Today everyone wants to know more about what’s in their food, but do you know what’s in your single malt? Bruichladdich is the first major Distillery to fully embrace this new ‘age of transparency’. They go to extreme lengths to produce whisky, the flavour coming from not just the process, but ALL the ingredients. It is now time to find out exactly what those are.
While many producers aim for absolute consistency in their flagship bottle, Bruichladdich are stepping away from tradition with the Classic Laddie and the Laddie Eight. Rather than practise caramel colouring or chill-filtering to homogenise their whisky, they want to celebrate those differences. Not surprising since these are anything but ‘standard’ bottlings.
Enter the batch code printed on the back of those bottles on their website, and it will reveal the unique recipe. Batch 19/999 of the Classic Laddie is made up of 76 different casks, comprising five vintages of spirit, three different barley types and eight different cask types! Each batch will be subtly different, though still showing the celebrated elegant, floral Bruichladdich style.

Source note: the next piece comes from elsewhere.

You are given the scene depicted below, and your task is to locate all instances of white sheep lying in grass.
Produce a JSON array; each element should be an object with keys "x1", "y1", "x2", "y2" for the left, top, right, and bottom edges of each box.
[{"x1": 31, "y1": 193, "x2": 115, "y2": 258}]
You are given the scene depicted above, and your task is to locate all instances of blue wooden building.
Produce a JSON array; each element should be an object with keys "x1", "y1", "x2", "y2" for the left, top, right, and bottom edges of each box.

The goal is for you to be able to trace that individual batch’s ingredients from origin to bottling. Every separate thing that subtly influences the taste of the final blend can be found. Barley origin, cask type and provenance, and the age of the youngest component. Basically, as much information as they are legally allowed to provide. No hidden measures.

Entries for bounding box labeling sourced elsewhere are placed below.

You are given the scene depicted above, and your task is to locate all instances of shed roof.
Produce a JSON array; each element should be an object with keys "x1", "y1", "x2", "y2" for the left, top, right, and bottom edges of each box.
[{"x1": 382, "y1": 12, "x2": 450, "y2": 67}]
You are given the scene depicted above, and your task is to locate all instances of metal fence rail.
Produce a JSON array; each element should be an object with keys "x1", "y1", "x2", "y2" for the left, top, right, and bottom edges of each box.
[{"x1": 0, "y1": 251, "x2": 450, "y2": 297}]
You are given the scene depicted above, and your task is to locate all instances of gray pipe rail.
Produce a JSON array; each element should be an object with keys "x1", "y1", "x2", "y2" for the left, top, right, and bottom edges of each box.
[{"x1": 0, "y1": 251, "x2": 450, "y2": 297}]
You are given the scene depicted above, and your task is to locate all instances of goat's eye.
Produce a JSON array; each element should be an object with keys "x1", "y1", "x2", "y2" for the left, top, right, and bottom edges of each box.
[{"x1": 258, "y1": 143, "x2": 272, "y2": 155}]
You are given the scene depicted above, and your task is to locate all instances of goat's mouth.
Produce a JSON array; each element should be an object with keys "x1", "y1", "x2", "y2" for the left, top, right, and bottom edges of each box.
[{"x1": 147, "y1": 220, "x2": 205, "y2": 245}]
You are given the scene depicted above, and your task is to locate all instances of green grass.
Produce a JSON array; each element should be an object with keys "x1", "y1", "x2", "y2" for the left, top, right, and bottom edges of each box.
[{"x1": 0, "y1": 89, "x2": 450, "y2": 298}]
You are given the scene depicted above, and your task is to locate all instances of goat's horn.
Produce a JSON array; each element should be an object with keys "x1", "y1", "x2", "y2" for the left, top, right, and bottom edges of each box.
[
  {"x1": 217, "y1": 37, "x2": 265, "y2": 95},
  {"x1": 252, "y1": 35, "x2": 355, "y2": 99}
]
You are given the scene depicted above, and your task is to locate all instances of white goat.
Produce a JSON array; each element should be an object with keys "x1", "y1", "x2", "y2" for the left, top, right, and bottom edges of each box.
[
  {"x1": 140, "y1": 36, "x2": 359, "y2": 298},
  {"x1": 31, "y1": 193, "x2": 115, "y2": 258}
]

Brought up on Islay, Adam left the island to go to university, but soon returned and began working as a tour guide at Bruichladdich, which is where he claims his education really began.
Adam quickly moved from the visitor centre to become a warehouseman, mashman, and then stillman, before being appointed Head Warehouseman. His hard-working ethos and natural skills as a blender soon caught the eye of Jim McEwan, and he began a long apprenticeship, shadowing the Master Distiller as he monitored the maturation of whiskies in the warehouses.
In 2015, when Jim retired, Adam Hannett became head distiller at Bruichladdich, the man now ultimately responsible for the quality of spirits at the Progressive Hebridean Distillery.